Un sargento y un cabo subieron al autobús y comprobaron todos los pasaportes. El señor Fish les ofreció cigarrillos y los soldados se quedaron hablando con él mientras los consumían; después hicieron un gesto con la mano y bajaron del vehículo.
Algunos kilómetros más adelante, el autobús fue detenido de nuevo y tuvieron que soportar una escena similar.
La tercera vez, los hombres que subieron al autobús no llevaban uniforme. El señor Fish se puso muy nervioso.
—Actúen con naturalidad —susurró a los norteamericanos—. Lean algo, hagan cualquier cosa, pero no miren a esos individuos.
Estuvo media hora hablando con los turcos y, cuando al fin éstos permitieron que el vehículo continuara su camino, dos de los individuos permanecieron en él.
—Protección —dijo el señor Fish enigmáticamente, al tiempo que se encogía de hombros.

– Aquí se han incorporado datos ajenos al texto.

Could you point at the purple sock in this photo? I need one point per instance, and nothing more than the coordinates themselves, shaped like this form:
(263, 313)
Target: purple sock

Sculley estaba teóricamente al mando, pero podía hacer poca cosa, salvo seguir las instrucciones del señor Fish. No conocía el terreno ni hablaba el idioma del país. La mayor parte del tiempo no tenía idea de lo que sucedía. Resultaba difícil mantener el control bajo tales circunstancias. Lo mejor que podía hacer, reflexionó, era mantener al señor Fish encaminado en la dirección correcta y pincharle un poco cuando empezara a amilanarse.
A las cuatro de la madrugada llegaron a Yuksekova, la población más cercana al puesto fronterizo. Según el primo del señor Fish que vivía en Van, allí encontrarían a Ralph Boulware.
Sculley y el señor Fish entraron en el hotel. Estaba más oscuro que un establo y olía peor que el retrete de hombres de un estadio de fútbol. Dieron voces durante un rato y apareció un muchacho con una vela. El señor Fish habló con él en turco y luego dijo:
—Boulware no está aquí. Salió hace unas horas y no saben adónde ha ido.